OK, I'm a beginner with Python so my reply here is to an extent of curiosity (hoping to spark off some interesting discussion) than out of authority. Please correct with good grace and do not flame.
Python is an
interpreted language---right?---which from what I understand never compiles fully to machine code, but rather to an intermediate language (bytecode?) whose commands are translated into machine commands by the Python virtual machine. That's why Python compiles fast---because it does not have to be translated all the way down into machine code---but of course there's a speed hit.
I get the impression, too, that there's a strong tradeoff between the speed of a programming language and its notational elegance (I'd be interested if any more experienced programmers could comment on this). LISP is slow for this reason. By contrast C, which is superficially rather ugly, is fast, because what you do with C is really only a pretty way of writing what the computer hardware is doing---shooting different numbers about between different memory addresses.
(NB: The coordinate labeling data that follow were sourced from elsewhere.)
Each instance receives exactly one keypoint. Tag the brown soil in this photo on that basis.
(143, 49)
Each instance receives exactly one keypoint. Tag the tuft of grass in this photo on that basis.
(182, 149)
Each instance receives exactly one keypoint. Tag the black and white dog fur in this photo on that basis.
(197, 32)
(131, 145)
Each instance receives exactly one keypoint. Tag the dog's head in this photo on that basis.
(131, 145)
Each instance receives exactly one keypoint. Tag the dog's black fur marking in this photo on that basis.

If you want to write
really fast code, you can write your program direct in assembly language---you will be talking pretty much direct to the computer in its own language and can therefore write in such a way that is most simple for that particular hardware to deal with---but it will be horribly ugly (and therefore a nightmare to debug), as well as being near-impossible to port.
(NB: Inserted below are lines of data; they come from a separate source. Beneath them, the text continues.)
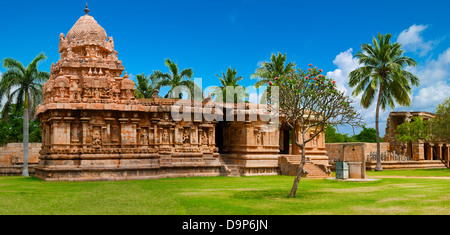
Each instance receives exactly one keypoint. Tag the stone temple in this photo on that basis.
(93, 127)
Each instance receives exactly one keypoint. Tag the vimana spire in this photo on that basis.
(93, 127)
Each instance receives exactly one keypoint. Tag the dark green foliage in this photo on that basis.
(367, 135)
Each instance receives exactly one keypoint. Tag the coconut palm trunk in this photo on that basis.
(299, 172)
(378, 167)
(24, 86)
(25, 137)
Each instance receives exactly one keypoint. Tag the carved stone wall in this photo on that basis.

I have a sneaky suspicion that while, as you say, much of Python could be ported to C++, it's those little bits of extra elegance and flexibility that make the difference. After all, as far as languages go, C++ is still fairly ugly and inexpressive. The fact that Python is beautiful for us poor dumb humans, who tend to work with concepts and relationships, makes it pretty foreign and alien to your poor old Pentium, which thinks of things in terms of shuffling around strings of 1's and 0's between different memory locations.
But the bottom line is that benchmark stats by themselves give only a superficial picture of what one might want in a language. The
real question to ask is not "How fast is this language?" but "Will it solve the task I want to solve?" For example, you cite C++ as being only "marginally slower" than C, which in general is true. But for much of the work I do---large-scale number crunching for scientific problems---that margin becomes very wide and there is a significant performance hit to be had from using C++. I suspect that I could gain even further performance improvement by forgoing C for FORTRAN, although colleagues in the know have told me that these days the compilers are so good that the difference is negligible.
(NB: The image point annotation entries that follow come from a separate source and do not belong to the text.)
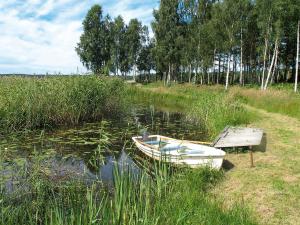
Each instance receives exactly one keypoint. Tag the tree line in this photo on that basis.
(201, 41)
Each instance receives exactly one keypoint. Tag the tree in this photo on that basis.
(145, 60)
(119, 43)
(135, 36)
(166, 27)
(297, 57)
(94, 46)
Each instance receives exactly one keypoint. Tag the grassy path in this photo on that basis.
(272, 188)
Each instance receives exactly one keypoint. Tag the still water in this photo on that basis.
(90, 151)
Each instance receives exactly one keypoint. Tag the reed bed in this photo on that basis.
(180, 197)
(277, 99)
(29, 103)
(211, 105)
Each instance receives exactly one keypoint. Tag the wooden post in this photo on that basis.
(251, 157)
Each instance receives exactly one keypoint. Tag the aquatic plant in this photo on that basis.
(29, 103)
(180, 197)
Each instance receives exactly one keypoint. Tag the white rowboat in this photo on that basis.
(180, 152)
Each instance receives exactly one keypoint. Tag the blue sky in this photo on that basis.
(39, 36)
For other colleagues of mine, the high-end number crunching is slightly less important and they are more productive using C++ because it allows them to code faster and more elegantly while still achieving their required computational goals. Others use Java, which is slower but more elegant (and portable) still, and this is what it comes down to---a tradeoff between a satisfactory performance level and a satisfactory speed of code writing, debugging and distribution. For a great deal of desktop applications sheer number crunching power is not an urgent requirement. What
is important is being able to easily understand and update the code and add new features, to be able to remove errors quickly, and to minimise the effort required to adapt the program to work on different hardware setups. This is where Python excels.